Rachel Walter Hinkle Shoemaker (Hinkle; October 1, 1838 - February 1, 1915) was a dramatic elocutionist and Shakespearean reciter.

==Early life==
Rachel (nickname, "Rachie") Walter Hinkle was born near Doylestown, Pennsylvania, on October 1, 1838. One of her ancestors on her father's side, William Hinkle, came to the U.S. with William Penn, with whom he was closely associated in the affairs of the colony of Pennsylvania. On her mother's side, Elizabeth Walter, her ancestors were Hollanders. Rachel Hinkle descended from Edward Marshall of Tinicum Township, Bucks County, Pennsylvania, one of the participants in the Walking Purchase of 1737. Her parents were farmers. Rachel lived on the homestead farm until she was twenty years old. She was the youngest of five children.

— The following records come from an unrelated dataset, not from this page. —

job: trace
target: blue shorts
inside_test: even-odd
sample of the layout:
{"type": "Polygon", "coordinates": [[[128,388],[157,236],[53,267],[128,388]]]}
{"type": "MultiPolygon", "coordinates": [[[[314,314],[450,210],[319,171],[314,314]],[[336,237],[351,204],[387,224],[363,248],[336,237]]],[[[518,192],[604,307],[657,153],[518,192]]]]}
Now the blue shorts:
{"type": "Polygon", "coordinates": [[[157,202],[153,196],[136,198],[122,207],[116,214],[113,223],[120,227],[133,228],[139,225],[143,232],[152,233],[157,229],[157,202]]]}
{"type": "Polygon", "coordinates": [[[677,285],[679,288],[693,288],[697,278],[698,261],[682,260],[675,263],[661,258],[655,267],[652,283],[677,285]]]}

In childhood, she displayed a talent and liking for recitation. Her early education was such as the public schools gave in those days, and later, she attended the State Normal School in Millersville, Pennsylvania, where, after graduation, she remained as a teacher of English and French.

==Career==
Rachel Shoemaker always maintained a connection in some capacity with National School of Elocution and Oratory, the school founded with her husband. She acted as president when no one else was chosen. She compiled a number of books for elocutionists, and she studied and wrote much upon the subject. She taught thousands of students and read in many cities, including Philadelphia, New York City, Cincinnati, Minneapolis, Toronto, Hamilton and Montreal. The school founded by herself and her husband prospered from the beginning and trained some of the most successful readers of the day.

==Personal life==
On June 27, 1867, Rachel Walter Hinkle married Professor Jacob W. Shoemaker (1842-1880). They made their home in Philadelphia, where, in 1875, they opened the National School of Elocution and Oratory, and later commenced the publication of elocutionary books. Prof. Shoemaker died in 1880, leaving his wife with two young children, a son and a daughter: Frank Willard (1871–1956) and Dora Adele (1873–1962).

Dora became President of the National School of Elocution and Oratory, but she closed the school at the beginning of World War II. After that she became a playwright and poet. She continued to teach adult night classes at St. Johns Roman Catholic Church.

Rachel Walter Hinkle Shoemaker died in Philadelphia on February 1, 1915, and is buried at West Laurel Hill Cemetery, Bala Cynwyd.